Ainsi finit on par peupler ce qu'on appelle « l'intelligentsia » de gens délirants, mentalement dérangés au sens littéral du terme, simplement parce qu'ils ne sont jamais obligés de payer pour les conséquences de leurs actes, et qui répètent des slogans modernistes dénués de toute profondeur (ainsi usent-ils et abusent-ils du mot « démocratie » tout en encourageant les coupeurs de têtes ; la démocratie est une notion qu'ils apprennent dans les livres pendant leurs études supérieures).
Le livre étrille dès le départ les interventionnistes, faiseurs de guerre, comme Bernard-Henry Lévy pour la Lybie. Des gens qui ne mettent pas leur peau en jeu, qui sèment la zizanie sans risquer de perdre leur place dans leurs postes bien établis, leurs tours d'ivoire. Jouer sa peau selon Taleb consiste donc à prendre des risques pour survivre, et donc évoluer d'un point de vue évolutionniste. Ce concept est selon lui indissociable de celui d'asymétrie, en particulier lors du transfert d'information entre agents.
Cinquième volet littéraire d'un ensemble nommé "Incerto", dont j'avais lu "Le Cygne noir". J'étais resté sur l'image d'un mathématicien-trader avec un énorme boulard, bien que pertinent et légitime dans sa critique.
Ceux qui parlent devraient faire et seuls ceux qui font devraient parler. (Sextus Empiricus)

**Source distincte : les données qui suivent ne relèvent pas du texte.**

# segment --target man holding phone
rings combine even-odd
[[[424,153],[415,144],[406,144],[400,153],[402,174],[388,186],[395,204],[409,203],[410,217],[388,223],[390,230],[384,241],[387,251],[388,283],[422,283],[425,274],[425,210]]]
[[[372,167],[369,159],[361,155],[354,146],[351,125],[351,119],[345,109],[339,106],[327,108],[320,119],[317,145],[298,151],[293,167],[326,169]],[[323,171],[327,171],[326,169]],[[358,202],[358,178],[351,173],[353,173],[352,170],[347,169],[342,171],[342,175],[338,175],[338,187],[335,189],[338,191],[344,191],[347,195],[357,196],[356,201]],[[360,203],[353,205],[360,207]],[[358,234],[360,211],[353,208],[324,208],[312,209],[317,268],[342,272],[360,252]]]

Il y a dès le départ des idées intéressantes, mais parfois présentées de manière un peu foutraque (en tout cas dans le prologue). Taleb a étudié la statistique du risque en large et en travers. L’idée générale étant que les personnes ayant pris un risque apportent de l’équilibre là où ceux qui n’en prennent pas génèrent de l’asymétrie et du déséquilibre:
Ce qui nous amène à l'asymétrie, le concept fondamental qui sous-tend la notion de jouer sa peau. La question devient : dans quelle mesure peut-il exister une différence dans les informations fournies aux personnes impliquées dans une transaction ?
La partie la plus intéressante de l'ouvrage à mon sens concerne le pouvoir de la minorité. De nombreux exemples sont cités, dont le kasher - largement diffusé aux États-Unis sans même que les gens soient au courant - mais qui ne concerne pourtant qu’une infime partie de la population. Taleb invoque les mathématiques pour justifier le déploiement de courants minoritaires dans la société.
Formulons l'hypothèse que la formation des valeurs morales dans la société n'est pas liée à l'évolution du consensus. Non, c'est le plus intolérant qui impose la vertu aux autres précisément à cause de son intolérance.
Il n’est pas ici question de fustiger toutes les minorités, mais uniquement certaines des plus intolérantes. A l’aide de tout ces exemples, Taleb en arrive à la conclusion que la démocratie pourrait être mise à mal par certaines minorités trop insistantes.
La liberté est toujours associée à la prise de risques, qu'elle y conduise ou qu'elle en découle.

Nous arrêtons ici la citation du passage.